Разгадывать эту нелепую загадку мне совсем не хотелось, но я притворился, что ломаю мозги над ее разрешением, и даже наморщил лоб, чтобы показать: я нахожусь в напряженном раздумье. Я так усиленно морщил лоб, что кожа у меня на голове вроде бы съежилась и сморщилась.
– Это не про тех женщин, которые берут деньги? – высказал я первое пришедшее в голову предположение.
– Нет.
– Латунные заглушки на паровом органе немецкого производства?
– Нет, не то.
– Может быть, что-то имеющее отношение к обретению Америкой независимости или что-нибудь еще в таком роде?
– Нет, мимо.
– А это не механическое устройство для того, чтобы заводить большие настенные часы?
– Нет, опять промах.
– Нарыв? Болезнь зубов у коров? Такие растягивающиеся предметы женского исподнего?
– Ничего близкого.
– Тогда, может быть, это такой восточный музыкальный инструмент, на котором играют арабы?
МакПатрульскин радостно хлопнул в ладоши и широко улыбнулся:
– А вот это уже близко, ну, почти совсем рядом.
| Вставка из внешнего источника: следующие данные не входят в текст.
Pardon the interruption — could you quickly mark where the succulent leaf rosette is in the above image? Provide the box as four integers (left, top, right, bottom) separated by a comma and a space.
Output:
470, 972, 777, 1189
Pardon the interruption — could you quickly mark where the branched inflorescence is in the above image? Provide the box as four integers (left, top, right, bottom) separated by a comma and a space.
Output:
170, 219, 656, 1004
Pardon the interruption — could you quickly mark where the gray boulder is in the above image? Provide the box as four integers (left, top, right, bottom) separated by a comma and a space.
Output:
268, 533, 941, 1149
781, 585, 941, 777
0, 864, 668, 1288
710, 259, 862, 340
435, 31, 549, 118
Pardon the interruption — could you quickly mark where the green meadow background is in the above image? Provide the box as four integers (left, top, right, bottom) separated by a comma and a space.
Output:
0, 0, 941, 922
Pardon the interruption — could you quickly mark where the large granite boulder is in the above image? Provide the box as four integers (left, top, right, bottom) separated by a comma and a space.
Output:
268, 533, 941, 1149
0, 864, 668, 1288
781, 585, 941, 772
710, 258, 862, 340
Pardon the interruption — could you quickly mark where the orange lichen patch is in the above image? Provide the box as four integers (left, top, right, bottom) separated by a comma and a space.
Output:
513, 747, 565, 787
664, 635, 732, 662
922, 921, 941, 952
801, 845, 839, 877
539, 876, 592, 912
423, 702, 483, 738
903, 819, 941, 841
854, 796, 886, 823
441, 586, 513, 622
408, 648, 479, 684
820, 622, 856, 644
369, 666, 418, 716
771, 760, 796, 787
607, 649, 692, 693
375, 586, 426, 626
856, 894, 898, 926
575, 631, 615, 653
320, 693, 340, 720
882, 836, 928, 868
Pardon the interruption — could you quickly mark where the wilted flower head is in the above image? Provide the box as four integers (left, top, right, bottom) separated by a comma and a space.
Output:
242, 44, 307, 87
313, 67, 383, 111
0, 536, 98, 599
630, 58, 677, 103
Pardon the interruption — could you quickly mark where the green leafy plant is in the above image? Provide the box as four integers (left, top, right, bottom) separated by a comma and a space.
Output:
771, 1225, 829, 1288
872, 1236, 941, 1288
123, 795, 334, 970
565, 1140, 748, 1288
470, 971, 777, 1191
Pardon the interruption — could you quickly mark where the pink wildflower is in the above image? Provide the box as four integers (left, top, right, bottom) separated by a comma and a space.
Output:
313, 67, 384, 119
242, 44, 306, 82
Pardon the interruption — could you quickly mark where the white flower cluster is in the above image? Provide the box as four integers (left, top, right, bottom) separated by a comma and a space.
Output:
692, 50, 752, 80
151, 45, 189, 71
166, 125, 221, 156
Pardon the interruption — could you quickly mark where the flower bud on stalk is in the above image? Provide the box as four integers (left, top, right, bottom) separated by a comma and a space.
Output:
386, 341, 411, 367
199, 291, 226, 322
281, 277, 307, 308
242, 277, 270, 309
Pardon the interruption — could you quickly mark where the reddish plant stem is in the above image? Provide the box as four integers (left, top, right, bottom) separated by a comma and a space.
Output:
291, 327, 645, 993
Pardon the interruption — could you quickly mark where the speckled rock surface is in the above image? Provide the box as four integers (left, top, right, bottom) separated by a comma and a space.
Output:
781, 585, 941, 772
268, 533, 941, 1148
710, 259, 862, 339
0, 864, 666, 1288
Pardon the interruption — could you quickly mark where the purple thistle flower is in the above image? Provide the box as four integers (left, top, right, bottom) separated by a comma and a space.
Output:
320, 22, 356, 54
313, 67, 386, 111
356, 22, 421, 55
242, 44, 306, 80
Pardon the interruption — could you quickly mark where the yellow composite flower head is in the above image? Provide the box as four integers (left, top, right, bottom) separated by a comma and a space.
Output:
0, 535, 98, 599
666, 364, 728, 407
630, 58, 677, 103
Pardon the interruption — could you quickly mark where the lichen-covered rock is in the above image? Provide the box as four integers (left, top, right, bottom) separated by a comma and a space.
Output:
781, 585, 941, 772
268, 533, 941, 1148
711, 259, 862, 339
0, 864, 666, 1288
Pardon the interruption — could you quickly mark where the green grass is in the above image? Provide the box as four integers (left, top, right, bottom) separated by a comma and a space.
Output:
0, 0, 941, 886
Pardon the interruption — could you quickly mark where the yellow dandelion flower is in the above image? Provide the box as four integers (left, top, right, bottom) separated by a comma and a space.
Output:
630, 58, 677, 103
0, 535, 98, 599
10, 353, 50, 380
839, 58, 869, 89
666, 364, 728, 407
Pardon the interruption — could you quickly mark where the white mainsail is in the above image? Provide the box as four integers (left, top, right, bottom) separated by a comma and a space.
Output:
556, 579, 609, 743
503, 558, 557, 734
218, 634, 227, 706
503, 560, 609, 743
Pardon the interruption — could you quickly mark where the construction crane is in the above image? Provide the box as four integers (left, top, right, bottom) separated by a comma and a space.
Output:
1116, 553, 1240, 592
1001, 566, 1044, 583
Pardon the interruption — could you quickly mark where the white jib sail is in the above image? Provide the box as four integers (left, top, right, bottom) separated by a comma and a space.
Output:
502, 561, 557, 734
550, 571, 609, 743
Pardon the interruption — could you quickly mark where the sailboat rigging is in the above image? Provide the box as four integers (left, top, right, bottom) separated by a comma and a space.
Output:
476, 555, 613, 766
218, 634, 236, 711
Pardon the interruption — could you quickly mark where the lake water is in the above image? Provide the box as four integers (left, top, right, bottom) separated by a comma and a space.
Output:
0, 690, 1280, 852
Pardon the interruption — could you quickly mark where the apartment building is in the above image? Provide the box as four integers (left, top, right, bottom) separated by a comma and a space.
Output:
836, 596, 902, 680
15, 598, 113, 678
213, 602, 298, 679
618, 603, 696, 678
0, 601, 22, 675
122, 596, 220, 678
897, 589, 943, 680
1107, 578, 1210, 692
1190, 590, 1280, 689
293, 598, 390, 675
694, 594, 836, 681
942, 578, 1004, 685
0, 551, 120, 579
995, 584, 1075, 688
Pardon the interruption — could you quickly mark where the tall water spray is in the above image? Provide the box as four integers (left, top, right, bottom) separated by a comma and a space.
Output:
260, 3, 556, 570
Вы, как я вижу, задушевный, интеллигибельный, то бишь понятливый человек. Волбык – ударение на первом слоге – это персидский соловей. На персидском языке, разумеется. Ну, как, трудный орешек я вам подсунул?
– Должен вам сказать, редко так бывает, чтобы я не нашел верного ответа или, по крайней мере, близкого к истине, – заявил я весьма сухо.
МакПатрульскин смотрел на меня с восхищением, и некоторое время мы сидели молча – каждый из нас был вполне доволен собою и собеседником, и для такой удовлетворенности были вполне существенные основания.
– Вы, без сомнения, получили университетское образование? – спросил полицейский.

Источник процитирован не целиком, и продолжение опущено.